Objective: To validate whether serum Neurofilament Light-chain (NfL) levels correlate with disease severity in CADASIL, and to determine whether serum NfL predicts disease progression and survival.
Methods: Fourty-one (pre-) manifest individuals with CADASIL causing NOTCH3 mutations and 22 healthy controls were recruited from CADASIL families. At baseline, MRI-lesion load and clinical severity was determined and serum was stored. Disease progression was measured in 30/41 patients at 7-year follow-up, and survival of all individuals was determined at 17-year follow-up. Serum NfL levels were quantified using an ultra-sensitive molecule array. Generalized estimated equation regression (GEE) was used to analyze association between serum NfL, MRI-lesion load, disease severity, and disease progression. With GEE-based Cox regression, survival was analyzed.

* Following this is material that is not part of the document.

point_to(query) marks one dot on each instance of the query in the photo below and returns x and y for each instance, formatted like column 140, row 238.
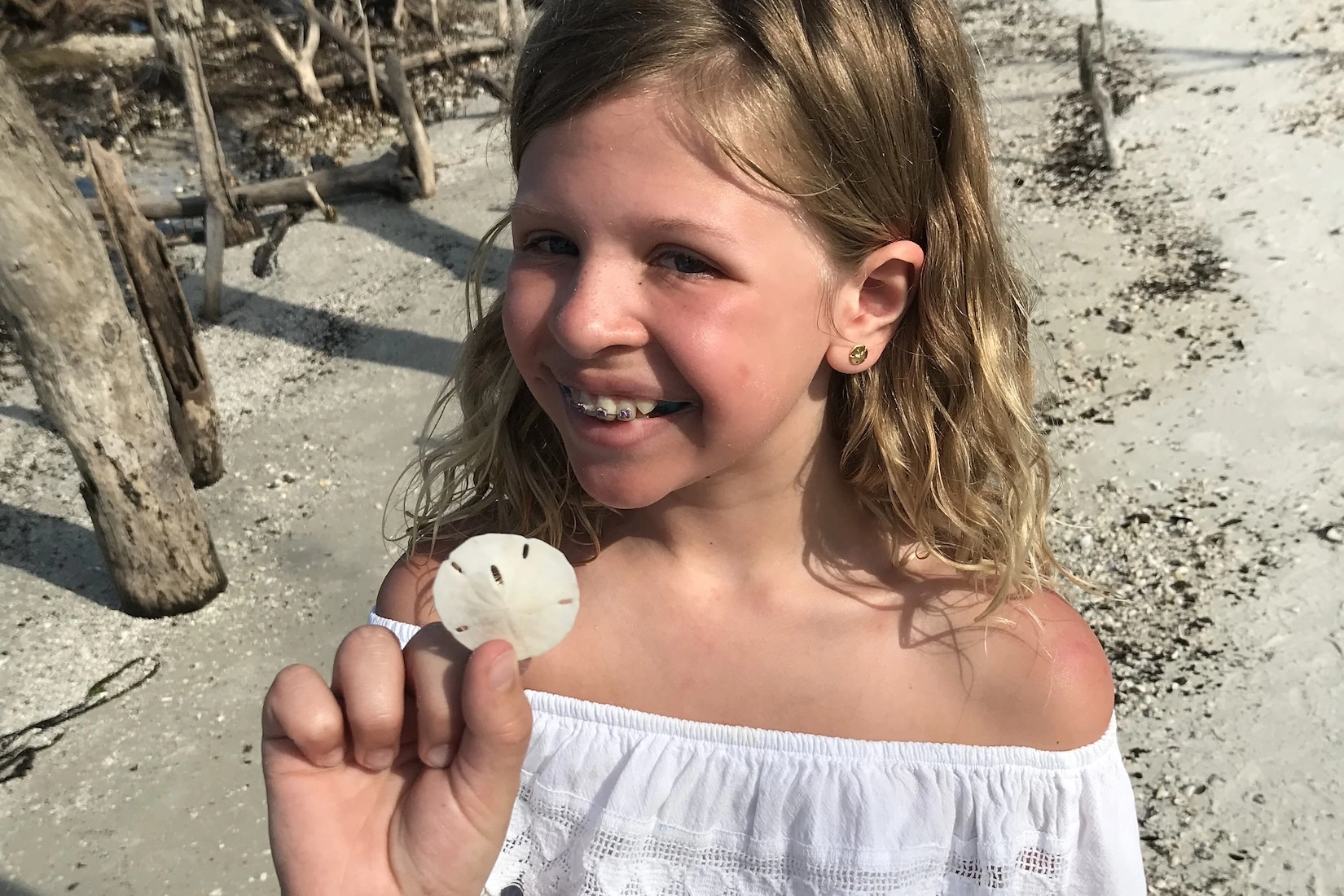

Results: At baseline, serum NfL levels correlated with MRI-lesion load [lacune count (s = 0.64, P = 0.002), brain atrophy (r = -0.50, P = 0.001), and microbleed count (s = 0.48, P = 0.044)], cognition [CAMCOG (s = -0.45, P = 0.010), MMSE (r = -0.61, P = 0.003), GIT (r = -0.61, P < 0.001), TMT-A (r = 0.70, P < 0.001)) and disability (mRS (r = 0.70, P = 0.002)]. Baseline serum NfL predicted 7-year changes in disability (B = 0.34, P < 0.001) and cognition (CAMCOG B = -4.94, P = 0.032), as well as 17-year survival. Higher NfL levels were associated with increased mortality (HR=1.8 per twofold increase in NfL levels, P = 0.006).
Interpretation: Serum NfL levels correlate with disease severity, disease progression and 17-year survival in CADASIL patients. Serum NfL is a promising biomarker to monitor and predict disease course in CADASIL, as well as potentially assessing therapeutic response in future clinical trials.